Il nuovo brano è praticamente pronto e, se tutto procederà come previsto, l’obiettivo è pubblicarlo entro la fine di agosto.
Mi piace prendermi il tempo necessario per curare ogni dettaglio e far uscire la musica solo quando sono davvero soddisfatto del risultato.
10. Abbandoneresti l’Italia per vivere un’esperienza musicale all’estero?
Sì, lo rifarei senza esitazione.
In parte l’ho già fatto con il mio ultimo singolo, “Buenos Aires”, nato proprio durante un viaggio in Argentina.
Lì ho avuto l’opportunità di collaborare con professionisti del settore e di conoscere una realtà musicale diversa, che mi ha arricchito sia dal punto di vista artistico sia umano.
È stata un’esperienza estremamente positiva e sono rimasto in contatto con alcune persone conosciute durante quel periodo. Stiamo già parlando di un possibile progetto futuro, quindi il legame con l’Argentina è ancora vivo.
Credo che confrontarsi con culture e modi diversi di vivere la musica sia un’opportunità di crescita fondamentale per qualsiasi artista.
Conclusione
Exu Nathan è un artista che ha scelto di costruire il proprio percorso con pazienza, formazione e autenticità. Dietro ai suoi brani c’è una storia di rinascita, ma anche la volontà di non rimanere prigioniero del passato. Oggi guarda avanti, sperimenta, viaggia e continua a lavorare a nuova musica con l’obiettivo di raccontare emozioni vere attraverso un linguaggio contemporaneo che unisce pop, hip-hop e indie.
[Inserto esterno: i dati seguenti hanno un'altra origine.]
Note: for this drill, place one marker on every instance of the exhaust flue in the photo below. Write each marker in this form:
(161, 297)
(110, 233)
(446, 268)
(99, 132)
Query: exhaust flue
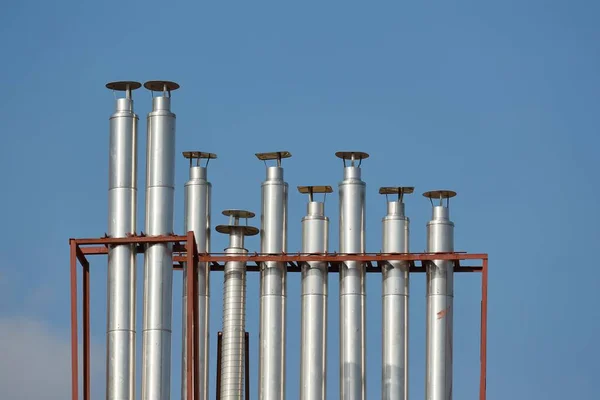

Dopo l’esperienza internazionale di “Buenos Aires”, il suo cammino prosegue con nuovi progetti già in fase di realizzazione. Un percorso indipendente che dimostra come la determinazione, unita alla passione, possa trasformare ogni esperienza di vita in una nuova occasione per crescere, sia come artista che come persona.